The man who stands in the glass doorway with his arms inside his sleeves and his hands down his pants.
The man with growths all over his body and a woman too wide in the ass region to step through a door without turning sideways. She yells at him and asks him lots of questions, almost like she’s quizzing him.
The woman that sat next to me and looked like a raisin. She said she’d been on the bus for four days coming back from Tampa to visit her mother who was 99 and dying. Terrible cough, delirious with sleep deprivation, fingernails long and textured, and a terrible itch on her left wrist that she would scratch for minutes on end, her dry skin rasping and flakes that would fly off and cover her purse, which she would then scratch/brush onto the ground. Yum. A nice person, though.
The young male hippie with a small backpack, no cell phone, and stringy hair.
The Australian woman traveling with Apple products.
The chatty Kentuckian with two tattoos with two different men’s names and a vaporizer that she’s passionate about who eats an entire Cinnabon then complains that her stomach is hurting.
The man who can’t get his change out of the Greyhound ticket machine and threatens to come in and run it over if he doesn’t get his money back.

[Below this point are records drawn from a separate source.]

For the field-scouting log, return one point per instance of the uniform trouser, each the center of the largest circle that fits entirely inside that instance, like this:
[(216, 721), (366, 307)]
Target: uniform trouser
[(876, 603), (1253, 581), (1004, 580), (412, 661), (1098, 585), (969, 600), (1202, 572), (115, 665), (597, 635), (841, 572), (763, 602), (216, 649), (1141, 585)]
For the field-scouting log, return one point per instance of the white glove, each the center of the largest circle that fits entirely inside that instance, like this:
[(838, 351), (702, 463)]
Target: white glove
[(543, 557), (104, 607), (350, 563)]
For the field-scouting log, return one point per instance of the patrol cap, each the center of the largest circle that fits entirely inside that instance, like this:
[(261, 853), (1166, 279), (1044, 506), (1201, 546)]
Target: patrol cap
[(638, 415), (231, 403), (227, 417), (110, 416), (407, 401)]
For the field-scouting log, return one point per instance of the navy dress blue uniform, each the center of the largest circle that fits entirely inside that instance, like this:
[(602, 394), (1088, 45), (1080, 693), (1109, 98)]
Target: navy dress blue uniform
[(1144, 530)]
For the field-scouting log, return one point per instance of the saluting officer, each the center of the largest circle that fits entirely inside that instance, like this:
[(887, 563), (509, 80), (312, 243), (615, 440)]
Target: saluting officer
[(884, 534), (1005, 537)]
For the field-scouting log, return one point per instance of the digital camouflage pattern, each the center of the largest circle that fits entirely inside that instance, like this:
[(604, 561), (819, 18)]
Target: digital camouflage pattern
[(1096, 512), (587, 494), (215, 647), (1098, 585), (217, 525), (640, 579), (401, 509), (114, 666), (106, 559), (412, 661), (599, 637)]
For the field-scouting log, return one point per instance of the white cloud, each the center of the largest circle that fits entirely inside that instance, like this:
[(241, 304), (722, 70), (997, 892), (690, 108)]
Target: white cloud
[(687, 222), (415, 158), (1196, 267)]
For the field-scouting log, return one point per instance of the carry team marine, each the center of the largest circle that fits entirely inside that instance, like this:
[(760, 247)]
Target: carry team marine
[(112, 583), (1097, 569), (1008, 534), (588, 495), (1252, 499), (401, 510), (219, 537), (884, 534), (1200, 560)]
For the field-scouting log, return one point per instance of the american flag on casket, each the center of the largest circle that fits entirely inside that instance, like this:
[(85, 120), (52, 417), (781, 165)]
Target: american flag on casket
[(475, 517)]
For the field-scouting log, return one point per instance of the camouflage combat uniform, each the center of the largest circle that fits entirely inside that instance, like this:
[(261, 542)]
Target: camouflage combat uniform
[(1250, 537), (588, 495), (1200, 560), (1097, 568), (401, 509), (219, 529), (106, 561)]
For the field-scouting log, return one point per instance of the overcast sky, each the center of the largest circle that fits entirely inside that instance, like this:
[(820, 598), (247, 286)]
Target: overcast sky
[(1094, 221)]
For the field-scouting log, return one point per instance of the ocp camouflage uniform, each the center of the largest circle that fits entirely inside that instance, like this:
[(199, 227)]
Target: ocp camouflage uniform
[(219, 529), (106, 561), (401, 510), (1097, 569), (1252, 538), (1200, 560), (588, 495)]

The bus driver who likes to be called Todd and not bus driver.
The man with a laptop sitting in front of me who battled Greyhound wi-fi for the entire ride from Greenville to Charlotte.
Everyone else (like me) just trying to get from point A to point B.
I’m surprised Greyhound didn’t pay you not to post this. I’ll probably be traveling by train for my next vacation.
Having ridden the greyhound once for a week, I can totally relate to this. Hey, did ya’ll stop at 3 a.m. in Atlanta so the bus could be cleaned while you wandered around the scariest downtown bus station this side of Memphis?